Multiple sclerosis (MS)
symptoms: muscle stiffness
and spasms (spasticity)
What is spasticity?
Spasticity means muscle stiffness or spasms. The stiffness may be as minimal as muscle tightness, and may not be bothersome at times. Or stiffness may be so severe as to produce painful, uncontrollable spasms. Sudden movements or position changes can bring on spasticity, as can muscle tightness, temperature, humidity, infections or even tight clothing. Your hips, shoulders and elbows can all be affected. However, spasticity is much more common in the knees and ankles.
Left untreated, spasticity can lead to complications like "frozen" joints (called contractures) and pressure sores. These can also act as spasticity triggers. This means they can set off even more symptoms.
Spasticity varies from person to person and should be treated on an individual basis.
Dealing with spasticity related to multiple sclerosis (MS)
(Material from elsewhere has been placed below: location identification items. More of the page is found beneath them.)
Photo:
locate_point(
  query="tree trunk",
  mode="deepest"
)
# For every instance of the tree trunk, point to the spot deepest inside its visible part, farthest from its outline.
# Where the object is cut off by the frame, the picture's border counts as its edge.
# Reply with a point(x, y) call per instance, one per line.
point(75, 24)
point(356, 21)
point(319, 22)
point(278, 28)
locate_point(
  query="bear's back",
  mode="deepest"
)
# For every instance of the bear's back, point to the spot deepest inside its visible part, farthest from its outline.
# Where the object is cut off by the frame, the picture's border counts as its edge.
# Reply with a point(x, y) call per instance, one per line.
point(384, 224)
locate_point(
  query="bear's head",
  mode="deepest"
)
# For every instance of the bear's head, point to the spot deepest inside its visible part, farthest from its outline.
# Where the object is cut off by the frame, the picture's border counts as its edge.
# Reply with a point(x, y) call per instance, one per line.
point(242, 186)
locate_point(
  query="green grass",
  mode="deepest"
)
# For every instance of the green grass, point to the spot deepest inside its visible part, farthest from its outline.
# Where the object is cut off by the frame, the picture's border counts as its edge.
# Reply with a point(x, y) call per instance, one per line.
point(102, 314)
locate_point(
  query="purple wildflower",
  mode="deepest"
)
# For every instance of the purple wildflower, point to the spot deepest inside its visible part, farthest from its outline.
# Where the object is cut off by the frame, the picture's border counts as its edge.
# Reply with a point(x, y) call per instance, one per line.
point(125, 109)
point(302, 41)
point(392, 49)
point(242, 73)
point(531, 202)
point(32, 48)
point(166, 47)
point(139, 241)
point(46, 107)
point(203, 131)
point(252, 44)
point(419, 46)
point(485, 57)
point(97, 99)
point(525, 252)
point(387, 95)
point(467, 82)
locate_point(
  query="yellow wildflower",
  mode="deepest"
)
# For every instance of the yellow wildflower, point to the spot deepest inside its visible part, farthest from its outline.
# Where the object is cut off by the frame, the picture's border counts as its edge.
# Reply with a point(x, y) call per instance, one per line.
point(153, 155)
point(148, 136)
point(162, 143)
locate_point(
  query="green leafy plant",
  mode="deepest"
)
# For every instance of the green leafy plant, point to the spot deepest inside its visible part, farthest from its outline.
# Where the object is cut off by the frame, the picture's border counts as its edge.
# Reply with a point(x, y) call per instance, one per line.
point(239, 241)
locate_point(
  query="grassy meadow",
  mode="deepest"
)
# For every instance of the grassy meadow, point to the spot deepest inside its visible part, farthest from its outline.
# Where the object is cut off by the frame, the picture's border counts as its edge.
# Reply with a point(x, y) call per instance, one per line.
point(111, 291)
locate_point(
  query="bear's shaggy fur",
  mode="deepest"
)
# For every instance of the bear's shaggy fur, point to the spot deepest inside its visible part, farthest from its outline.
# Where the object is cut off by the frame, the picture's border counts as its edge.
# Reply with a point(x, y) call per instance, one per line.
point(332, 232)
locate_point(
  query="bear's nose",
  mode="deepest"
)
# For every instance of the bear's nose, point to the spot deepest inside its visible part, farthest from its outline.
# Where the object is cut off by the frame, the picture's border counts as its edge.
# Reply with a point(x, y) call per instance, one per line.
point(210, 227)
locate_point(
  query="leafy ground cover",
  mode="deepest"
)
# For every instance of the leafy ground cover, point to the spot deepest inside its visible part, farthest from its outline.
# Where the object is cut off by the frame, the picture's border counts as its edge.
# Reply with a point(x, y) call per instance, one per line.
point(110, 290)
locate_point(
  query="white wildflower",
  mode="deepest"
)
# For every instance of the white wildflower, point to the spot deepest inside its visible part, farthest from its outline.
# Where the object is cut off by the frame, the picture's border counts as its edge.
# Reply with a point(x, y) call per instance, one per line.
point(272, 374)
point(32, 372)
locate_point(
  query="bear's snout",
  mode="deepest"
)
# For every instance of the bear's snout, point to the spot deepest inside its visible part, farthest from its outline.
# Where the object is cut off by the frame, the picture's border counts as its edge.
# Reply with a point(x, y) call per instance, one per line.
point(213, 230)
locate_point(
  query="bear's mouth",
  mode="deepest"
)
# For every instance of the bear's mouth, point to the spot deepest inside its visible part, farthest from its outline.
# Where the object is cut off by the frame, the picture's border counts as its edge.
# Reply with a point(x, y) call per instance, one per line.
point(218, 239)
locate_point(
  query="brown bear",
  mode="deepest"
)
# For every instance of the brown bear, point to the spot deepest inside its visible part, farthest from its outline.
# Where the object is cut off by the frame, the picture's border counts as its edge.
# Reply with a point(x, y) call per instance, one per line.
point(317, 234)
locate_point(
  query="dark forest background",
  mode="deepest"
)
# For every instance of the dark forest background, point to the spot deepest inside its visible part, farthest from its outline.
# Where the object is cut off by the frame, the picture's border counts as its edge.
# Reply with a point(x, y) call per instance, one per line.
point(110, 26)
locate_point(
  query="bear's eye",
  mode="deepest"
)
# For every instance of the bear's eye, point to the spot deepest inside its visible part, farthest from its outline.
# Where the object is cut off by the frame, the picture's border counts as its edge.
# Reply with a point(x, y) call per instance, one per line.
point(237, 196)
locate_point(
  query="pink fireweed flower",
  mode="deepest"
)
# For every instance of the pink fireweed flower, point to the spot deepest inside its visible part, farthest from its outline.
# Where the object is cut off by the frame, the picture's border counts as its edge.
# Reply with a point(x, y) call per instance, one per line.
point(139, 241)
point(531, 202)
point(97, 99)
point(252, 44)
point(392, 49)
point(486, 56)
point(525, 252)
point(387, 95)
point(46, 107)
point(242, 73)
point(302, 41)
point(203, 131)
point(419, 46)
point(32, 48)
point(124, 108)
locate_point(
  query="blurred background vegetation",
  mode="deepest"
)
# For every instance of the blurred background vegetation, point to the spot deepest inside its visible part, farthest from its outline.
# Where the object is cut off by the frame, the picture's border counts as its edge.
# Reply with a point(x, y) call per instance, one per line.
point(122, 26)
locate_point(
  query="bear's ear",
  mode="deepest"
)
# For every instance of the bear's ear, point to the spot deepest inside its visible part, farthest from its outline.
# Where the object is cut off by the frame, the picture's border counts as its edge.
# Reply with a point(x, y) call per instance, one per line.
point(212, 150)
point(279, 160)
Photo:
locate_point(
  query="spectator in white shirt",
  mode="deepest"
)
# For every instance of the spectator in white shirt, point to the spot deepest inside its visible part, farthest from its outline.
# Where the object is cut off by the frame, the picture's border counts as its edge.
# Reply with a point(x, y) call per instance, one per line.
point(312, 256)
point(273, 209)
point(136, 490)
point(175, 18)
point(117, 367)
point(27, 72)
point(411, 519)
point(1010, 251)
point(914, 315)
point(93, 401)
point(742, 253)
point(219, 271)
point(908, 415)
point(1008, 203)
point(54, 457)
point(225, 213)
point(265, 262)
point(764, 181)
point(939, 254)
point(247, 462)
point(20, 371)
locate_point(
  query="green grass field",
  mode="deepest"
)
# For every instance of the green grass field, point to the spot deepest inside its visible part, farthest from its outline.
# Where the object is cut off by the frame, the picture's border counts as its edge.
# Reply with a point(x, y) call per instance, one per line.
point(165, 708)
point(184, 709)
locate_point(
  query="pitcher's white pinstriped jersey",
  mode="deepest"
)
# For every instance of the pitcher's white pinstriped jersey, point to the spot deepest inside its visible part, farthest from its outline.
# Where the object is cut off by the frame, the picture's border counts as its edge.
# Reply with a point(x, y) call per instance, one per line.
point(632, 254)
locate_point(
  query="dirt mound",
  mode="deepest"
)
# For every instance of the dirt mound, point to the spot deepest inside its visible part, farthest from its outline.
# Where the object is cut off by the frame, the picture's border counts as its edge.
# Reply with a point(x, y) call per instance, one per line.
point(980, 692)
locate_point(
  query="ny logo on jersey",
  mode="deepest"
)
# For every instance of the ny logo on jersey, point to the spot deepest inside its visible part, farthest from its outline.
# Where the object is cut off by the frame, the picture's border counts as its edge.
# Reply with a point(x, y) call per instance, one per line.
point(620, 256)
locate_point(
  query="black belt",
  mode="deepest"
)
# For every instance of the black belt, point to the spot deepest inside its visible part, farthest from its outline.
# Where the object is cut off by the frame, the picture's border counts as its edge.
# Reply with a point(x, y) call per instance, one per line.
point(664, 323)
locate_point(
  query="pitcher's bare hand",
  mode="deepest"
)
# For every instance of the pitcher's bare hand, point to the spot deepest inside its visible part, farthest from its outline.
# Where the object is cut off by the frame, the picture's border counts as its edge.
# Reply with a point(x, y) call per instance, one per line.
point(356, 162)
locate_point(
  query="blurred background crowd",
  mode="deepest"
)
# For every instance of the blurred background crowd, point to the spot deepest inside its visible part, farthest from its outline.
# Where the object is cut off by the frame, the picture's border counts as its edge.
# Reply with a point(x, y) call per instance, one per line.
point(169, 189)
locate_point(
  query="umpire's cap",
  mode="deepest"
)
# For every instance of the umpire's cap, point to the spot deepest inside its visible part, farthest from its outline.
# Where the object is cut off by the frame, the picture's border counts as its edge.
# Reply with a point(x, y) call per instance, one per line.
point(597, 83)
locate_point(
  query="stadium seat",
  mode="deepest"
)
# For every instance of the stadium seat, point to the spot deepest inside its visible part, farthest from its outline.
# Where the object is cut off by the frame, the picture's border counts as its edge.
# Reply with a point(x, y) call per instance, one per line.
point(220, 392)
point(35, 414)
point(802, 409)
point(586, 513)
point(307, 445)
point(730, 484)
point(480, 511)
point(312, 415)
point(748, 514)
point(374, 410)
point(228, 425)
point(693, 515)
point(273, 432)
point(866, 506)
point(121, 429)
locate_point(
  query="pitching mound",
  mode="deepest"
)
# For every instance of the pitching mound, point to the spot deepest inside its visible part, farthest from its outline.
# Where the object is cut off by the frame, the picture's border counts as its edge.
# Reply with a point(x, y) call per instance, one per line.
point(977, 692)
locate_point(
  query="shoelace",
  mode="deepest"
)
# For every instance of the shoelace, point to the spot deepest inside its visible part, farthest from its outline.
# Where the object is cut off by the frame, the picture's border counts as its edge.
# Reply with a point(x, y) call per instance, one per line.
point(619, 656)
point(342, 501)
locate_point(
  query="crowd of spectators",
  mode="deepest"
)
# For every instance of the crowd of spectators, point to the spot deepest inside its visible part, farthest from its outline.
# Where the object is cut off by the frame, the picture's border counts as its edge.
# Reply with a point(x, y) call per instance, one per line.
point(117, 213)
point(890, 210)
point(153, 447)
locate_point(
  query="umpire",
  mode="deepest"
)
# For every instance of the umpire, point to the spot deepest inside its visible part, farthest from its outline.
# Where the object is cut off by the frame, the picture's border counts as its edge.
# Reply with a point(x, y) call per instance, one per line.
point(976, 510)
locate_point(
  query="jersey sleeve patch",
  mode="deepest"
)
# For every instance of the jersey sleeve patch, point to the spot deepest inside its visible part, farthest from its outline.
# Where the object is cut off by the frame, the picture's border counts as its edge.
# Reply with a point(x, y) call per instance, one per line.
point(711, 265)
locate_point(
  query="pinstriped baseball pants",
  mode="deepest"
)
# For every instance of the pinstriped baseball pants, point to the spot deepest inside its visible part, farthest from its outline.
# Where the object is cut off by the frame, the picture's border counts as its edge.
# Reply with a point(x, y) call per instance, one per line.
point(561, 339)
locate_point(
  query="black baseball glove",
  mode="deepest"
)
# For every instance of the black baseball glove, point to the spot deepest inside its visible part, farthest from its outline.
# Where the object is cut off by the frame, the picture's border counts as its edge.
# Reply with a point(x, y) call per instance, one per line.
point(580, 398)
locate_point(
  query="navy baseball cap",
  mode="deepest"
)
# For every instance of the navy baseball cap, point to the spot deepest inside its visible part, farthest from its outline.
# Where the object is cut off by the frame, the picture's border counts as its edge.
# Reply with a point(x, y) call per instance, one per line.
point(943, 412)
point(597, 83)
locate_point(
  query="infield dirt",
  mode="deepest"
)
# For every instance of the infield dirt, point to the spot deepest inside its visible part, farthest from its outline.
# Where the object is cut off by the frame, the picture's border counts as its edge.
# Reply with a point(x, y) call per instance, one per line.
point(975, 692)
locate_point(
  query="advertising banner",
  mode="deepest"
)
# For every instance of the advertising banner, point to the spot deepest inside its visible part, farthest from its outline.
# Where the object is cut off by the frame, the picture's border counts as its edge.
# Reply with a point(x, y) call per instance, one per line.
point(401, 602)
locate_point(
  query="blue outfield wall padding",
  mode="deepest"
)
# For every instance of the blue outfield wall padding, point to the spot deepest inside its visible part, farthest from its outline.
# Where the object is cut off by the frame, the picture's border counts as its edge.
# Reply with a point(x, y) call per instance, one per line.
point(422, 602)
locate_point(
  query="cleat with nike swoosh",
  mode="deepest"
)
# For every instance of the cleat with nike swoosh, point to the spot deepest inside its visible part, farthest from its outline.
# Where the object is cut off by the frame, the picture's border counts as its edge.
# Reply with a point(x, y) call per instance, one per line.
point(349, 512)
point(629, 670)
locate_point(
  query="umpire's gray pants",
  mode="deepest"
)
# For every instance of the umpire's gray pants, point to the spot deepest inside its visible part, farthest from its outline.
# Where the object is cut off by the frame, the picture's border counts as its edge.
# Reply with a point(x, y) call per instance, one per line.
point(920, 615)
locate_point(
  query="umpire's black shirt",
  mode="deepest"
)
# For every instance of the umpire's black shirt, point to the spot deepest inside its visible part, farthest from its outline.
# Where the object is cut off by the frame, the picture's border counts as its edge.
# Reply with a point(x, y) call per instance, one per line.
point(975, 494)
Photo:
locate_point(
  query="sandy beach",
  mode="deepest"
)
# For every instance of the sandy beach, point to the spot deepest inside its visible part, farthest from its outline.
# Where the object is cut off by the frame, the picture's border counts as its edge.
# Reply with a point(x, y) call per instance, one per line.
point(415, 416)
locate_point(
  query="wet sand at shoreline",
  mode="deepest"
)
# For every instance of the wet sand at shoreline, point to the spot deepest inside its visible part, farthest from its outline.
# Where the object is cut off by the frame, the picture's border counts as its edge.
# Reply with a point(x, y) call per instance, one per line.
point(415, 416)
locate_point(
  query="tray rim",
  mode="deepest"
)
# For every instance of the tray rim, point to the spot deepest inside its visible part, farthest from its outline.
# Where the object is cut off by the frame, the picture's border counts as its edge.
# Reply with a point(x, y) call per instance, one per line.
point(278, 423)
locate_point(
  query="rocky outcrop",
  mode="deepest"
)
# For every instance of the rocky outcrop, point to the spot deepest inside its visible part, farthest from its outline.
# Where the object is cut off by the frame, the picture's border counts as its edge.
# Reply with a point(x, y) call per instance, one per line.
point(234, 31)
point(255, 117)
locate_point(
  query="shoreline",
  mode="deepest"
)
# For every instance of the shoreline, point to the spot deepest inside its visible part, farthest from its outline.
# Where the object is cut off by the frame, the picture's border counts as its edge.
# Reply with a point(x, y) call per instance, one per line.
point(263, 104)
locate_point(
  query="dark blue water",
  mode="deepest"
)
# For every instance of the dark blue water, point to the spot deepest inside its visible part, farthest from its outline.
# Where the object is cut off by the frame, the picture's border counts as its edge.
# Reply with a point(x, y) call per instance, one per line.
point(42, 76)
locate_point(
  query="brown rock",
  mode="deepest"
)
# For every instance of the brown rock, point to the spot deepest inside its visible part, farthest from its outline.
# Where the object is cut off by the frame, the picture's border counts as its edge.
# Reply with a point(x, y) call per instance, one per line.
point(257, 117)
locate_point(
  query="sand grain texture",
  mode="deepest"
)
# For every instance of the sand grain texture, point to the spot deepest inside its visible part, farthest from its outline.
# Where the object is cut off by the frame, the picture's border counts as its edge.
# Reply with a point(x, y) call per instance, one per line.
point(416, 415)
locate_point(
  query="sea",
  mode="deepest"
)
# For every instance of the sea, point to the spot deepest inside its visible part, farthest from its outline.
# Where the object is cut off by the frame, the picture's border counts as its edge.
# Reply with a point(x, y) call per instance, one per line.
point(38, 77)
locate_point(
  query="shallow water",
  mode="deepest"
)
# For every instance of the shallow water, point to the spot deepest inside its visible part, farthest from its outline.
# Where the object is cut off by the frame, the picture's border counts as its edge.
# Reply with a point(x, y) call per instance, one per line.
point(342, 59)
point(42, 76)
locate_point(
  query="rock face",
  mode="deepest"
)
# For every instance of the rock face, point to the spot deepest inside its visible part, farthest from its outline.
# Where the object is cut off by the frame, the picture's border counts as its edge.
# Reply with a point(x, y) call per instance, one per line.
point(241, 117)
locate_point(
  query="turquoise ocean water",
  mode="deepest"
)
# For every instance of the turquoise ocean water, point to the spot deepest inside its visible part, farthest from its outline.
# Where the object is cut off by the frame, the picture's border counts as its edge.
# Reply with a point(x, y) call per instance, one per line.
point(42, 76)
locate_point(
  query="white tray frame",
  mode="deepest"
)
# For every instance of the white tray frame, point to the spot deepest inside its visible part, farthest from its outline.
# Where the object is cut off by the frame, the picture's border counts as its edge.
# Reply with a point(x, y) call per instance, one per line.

Spasticity varies from person to person. It should be treated on an individual basis. Your health care professional can recommend ways to relieve the MS symptoms. He or she can also track your progress and may make referrals to other health care professionals such as occupational and physical therapists.
Exercise, daily stretching and changes in activity are all ways to help relieve spasticity. Also, speak with your health care professional to find out if medication is an option for you. There may be treatment options available that can help you deal with spasticity.